The rehabilitation process aims to relieve pain and prevent complications and accumulation of fluid in the body. Once the person is stable, the rehabilitation can shift to reducing psychological impacts of the burn and improving patient’s ability to do activities independently.
Notably, the goals of burn injuries rehabilitation depend largely on the severity of the injury and patient factors such as age and pre-injury health condition.
The Stages of Burn Injuries Rehabilitation
The early stages primarily focus on reducing pain and regular dressing changes. Adequate pain relief and prevention of infection form the foundation of further care.
When a person with severe burns reaches a hospital, health professionals work to reduce the risks and prevent complications. It can involve proper positioning of the patient to prevent fluid accumulation. This can be done by elevating limbs. In addition to positioning, they may also use splints.
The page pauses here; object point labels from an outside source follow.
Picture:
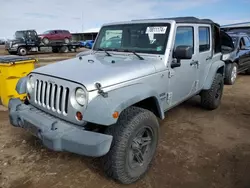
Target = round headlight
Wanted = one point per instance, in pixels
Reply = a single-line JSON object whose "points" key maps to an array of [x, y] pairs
{"points": [[80, 97], [30, 84]]}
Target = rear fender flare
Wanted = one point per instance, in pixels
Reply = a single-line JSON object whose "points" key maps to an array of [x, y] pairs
{"points": [[215, 67]]}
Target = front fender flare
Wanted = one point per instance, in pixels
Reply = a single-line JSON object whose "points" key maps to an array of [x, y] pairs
{"points": [[21, 85], [100, 109], [211, 74]]}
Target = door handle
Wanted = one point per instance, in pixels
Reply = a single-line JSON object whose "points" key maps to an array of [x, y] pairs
{"points": [[194, 63]]}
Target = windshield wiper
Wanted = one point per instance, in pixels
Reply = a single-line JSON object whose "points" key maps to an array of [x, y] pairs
{"points": [[136, 54], [140, 57], [102, 49]]}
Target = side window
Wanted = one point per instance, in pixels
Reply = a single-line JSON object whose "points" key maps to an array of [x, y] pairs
{"points": [[184, 36], [111, 39], [242, 43], [247, 42], [216, 40], [204, 39]]}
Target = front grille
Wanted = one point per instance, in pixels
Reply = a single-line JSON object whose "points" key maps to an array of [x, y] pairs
{"points": [[52, 96]]}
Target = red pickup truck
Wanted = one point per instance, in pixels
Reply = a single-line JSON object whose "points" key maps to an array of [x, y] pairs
{"points": [[56, 35]]}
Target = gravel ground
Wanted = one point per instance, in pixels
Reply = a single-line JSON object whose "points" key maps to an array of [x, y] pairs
{"points": [[198, 149]]}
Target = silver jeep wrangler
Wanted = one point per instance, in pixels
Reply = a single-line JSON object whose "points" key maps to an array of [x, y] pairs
{"points": [[106, 102]]}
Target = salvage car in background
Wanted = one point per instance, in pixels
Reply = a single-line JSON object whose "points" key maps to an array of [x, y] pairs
{"points": [[237, 61], [107, 103], [26, 41], [56, 35]]}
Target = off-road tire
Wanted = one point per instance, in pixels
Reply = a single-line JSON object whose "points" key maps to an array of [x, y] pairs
{"points": [[247, 71], [55, 50], [115, 162], [64, 49], [45, 41], [211, 99], [22, 51], [66, 40], [12, 53], [230, 76]]}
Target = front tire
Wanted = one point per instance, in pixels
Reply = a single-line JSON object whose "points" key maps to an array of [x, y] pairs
{"points": [[22, 51], [211, 99], [135, 139], [231, 73]]}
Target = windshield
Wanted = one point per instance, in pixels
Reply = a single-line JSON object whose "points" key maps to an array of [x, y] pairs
{"points": [[46, 32], [142, 38], [19, 34], [234, 39]]}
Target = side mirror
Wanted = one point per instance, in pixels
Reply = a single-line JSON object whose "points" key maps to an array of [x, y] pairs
{"points": [[183, 52]]}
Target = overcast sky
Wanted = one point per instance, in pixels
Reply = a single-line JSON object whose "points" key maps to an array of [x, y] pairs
{"points": [[78, 15]]}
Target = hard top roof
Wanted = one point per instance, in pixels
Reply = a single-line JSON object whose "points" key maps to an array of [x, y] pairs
{"points": [[26, 30], [237, 34], [189, 19]]}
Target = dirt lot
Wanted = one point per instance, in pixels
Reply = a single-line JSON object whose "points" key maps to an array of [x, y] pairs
{"points": [[197, 149], [45, 57]]}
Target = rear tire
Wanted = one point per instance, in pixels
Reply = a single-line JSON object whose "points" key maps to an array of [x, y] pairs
{"points": [[231, 73], [45, 41], [64, 49], [22, 51], [211, 99], [135, 139], [66, 41], [12, 53], [247, 71], [55, 50]]}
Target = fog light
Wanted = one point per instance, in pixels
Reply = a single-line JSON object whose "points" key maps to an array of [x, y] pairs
{"points": [[28, 96], [79, 116], [115, 115]]}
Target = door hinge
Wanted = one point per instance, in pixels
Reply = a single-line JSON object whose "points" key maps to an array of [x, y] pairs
{"points": [[169, 97], [170, 73], [196, 85]]}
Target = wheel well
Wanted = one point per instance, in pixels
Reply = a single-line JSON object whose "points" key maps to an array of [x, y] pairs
{"points": [[149, 104], [221, 70]]}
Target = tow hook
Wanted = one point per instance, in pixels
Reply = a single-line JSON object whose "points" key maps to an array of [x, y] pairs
{"points": [[100, 91]]}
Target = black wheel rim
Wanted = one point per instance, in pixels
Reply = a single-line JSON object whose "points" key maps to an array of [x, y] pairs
{"points": [[140, 148], [218, 91]]}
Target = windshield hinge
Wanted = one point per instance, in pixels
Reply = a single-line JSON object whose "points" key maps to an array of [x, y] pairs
{"points": [[170, 73], [169, 98], [100, 91]]}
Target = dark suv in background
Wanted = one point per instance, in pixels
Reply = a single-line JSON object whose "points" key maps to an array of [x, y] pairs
{"points": [[237, 61], [56, 35]]}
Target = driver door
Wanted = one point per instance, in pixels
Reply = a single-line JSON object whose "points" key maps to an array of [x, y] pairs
{"points": [[183, 81]]}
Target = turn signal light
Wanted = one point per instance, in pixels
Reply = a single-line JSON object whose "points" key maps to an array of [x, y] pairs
{"points": [[115, 115], [79, 116]]}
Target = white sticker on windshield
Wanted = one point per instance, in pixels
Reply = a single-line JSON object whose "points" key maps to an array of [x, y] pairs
{"points": [[156, 30]]}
If the patient has undergone surgery to replace burnt tissues (skin grafting), the health professionals may elevate limbs while changing dressings.
Proper positioning is key to preventing or reducing problems with normal movement. After a burn, inelastic fibrous tissues (scar tissues) replace the elastic tissues. This reduces the patient’s ability to move joints.
Psychological problems in burn patients are common. For example, fear, anger, depression, guilt, and nightmares. Health professionals work to reassure the patient and their family members.
Scars after a burn injury can significantly affect a person’s appearance and functional ability. Most notably, a type of scar called hypertrophic scars can reduce mobility. Hypertrophic scars are formed when the body replaces burnt tissues with scar tissues.
Stretching and Exercise
Stretching during the early stages after the wounds have healed prevents problems with mobility. Your doctor can ask you to stretch the affected joints several times a day for months.
This involves measures to reconnect the affected patient with society. Support from family members is key to social rehabilitation.